The scheme helps redistribute unsold good-to-eat surplus produce from farms to people who need it most, rather than let it go to waste. The extra costs involved in picking, packing and transporting their surplus mean it is often cheaper for famers and growers to let unwanted surplus produce rot in the ground, use for biofuel or send to landfill.
Surplus with Purpose helps cover those extra costs to help get that surplus produce to people. The scheme was set up by FareShare in 2019, with a one-off government grant of £1.9m, and has been kept going through other funding, including a significant gift from the Julia and Hans Rausing Trust. It now accounts for a majority of all the food FareShare redistributes to its network of nearly 10,000 charities across the UK. In 2021-22, FareShare redistributed nearly 130m meals – that’s 4 meals every second.
Now, Surplus with Purpose has been awarded the 2022 Environment and Conservation Charity award. The prize was awarded at a ceremony on Thursday 16 June 2022.
The Charity Awards is Civil Society Media’s annual awards programme held to identify, recognise and reward those organisations doing exceptional work in all areas of charitable activity.

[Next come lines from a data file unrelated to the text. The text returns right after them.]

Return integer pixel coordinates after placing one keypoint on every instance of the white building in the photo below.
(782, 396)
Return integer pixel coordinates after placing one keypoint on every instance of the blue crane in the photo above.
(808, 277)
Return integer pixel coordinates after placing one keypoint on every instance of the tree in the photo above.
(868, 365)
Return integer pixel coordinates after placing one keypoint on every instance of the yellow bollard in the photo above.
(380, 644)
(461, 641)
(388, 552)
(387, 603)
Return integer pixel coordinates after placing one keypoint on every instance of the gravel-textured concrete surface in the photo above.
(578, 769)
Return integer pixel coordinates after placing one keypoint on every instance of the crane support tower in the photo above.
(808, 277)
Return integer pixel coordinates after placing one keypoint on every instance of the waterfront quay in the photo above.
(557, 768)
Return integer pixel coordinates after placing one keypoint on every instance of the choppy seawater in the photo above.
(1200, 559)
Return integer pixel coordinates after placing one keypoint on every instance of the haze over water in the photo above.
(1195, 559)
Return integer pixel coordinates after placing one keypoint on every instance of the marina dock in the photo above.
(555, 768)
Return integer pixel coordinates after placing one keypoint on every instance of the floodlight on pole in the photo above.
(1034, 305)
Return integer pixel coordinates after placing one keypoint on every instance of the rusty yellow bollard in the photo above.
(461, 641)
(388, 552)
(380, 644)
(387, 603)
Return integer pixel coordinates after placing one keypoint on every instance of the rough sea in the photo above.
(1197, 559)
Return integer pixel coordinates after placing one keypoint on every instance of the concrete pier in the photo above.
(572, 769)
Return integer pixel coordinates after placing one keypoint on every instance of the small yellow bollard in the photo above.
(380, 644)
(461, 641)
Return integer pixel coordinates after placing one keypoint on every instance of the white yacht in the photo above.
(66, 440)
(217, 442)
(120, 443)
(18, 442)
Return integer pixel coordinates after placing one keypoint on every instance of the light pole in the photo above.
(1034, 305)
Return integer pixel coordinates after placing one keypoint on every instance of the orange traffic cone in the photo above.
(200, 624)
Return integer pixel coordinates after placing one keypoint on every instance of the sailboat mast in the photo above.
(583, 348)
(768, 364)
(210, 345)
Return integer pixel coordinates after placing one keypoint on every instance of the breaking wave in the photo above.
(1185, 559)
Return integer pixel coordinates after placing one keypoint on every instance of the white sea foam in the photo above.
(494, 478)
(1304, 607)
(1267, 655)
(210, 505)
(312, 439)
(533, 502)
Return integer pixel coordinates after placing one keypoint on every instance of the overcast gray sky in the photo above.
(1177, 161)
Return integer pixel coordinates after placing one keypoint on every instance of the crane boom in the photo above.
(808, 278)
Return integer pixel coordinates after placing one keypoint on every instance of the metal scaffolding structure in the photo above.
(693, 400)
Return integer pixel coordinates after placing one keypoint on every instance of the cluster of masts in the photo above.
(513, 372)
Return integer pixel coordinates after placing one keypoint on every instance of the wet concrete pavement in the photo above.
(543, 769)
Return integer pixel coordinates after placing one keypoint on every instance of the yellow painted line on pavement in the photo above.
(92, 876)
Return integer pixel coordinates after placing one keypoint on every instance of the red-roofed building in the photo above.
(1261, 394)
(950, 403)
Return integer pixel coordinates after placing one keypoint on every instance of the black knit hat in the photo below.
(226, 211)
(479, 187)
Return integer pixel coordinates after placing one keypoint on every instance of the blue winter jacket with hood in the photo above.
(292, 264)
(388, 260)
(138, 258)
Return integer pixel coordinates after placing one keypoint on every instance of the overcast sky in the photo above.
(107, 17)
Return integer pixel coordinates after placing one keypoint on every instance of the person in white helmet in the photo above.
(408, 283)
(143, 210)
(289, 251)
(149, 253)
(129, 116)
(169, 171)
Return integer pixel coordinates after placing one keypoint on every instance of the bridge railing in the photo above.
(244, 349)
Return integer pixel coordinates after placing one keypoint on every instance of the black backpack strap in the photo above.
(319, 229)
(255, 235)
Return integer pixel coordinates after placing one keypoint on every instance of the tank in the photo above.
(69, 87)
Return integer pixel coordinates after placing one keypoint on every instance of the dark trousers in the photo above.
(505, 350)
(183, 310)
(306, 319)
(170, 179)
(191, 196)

Commenting on FareShare’s Surplus with Purpose scheme, Charity Awards judge Ruth Davison said: 'There is a really strong triple bottom line here; they’re saving food waste, they’re supporting local charities and they’re influencing corporate behaviour. So that felt like three sets of impact out of one initiative.'
Judge Sarah Ellis considered the programme to be 'grassroots-up, entrepreneurial, innovative and making change at different layers across the sector. It punched above its weight.'
Lindsay Boswell, Chief Executive, FareShare said: “We’re absolutely delighted that Surplus with Purpose has been recognised for its environmental benefits, with this prestigious award. It is testament to everyone at FareShare and the businesses who work with us through the scheme.
Given the choice, we know that farmers and growers would much rather get their unsold surplus food to people, rather than see it go to waste. But there’s still more than 2m tonnes of edible produce thrown away in the UK each year. And that’s happening at a time when the cost of living crisis is meaning more families than ever before are struggling to get enough to eat.
Despite the obvious need, the government isn’t currently funding food redistribution in the UK. If it did, we could get so much more of that unsold nutritious food to people who need it most.”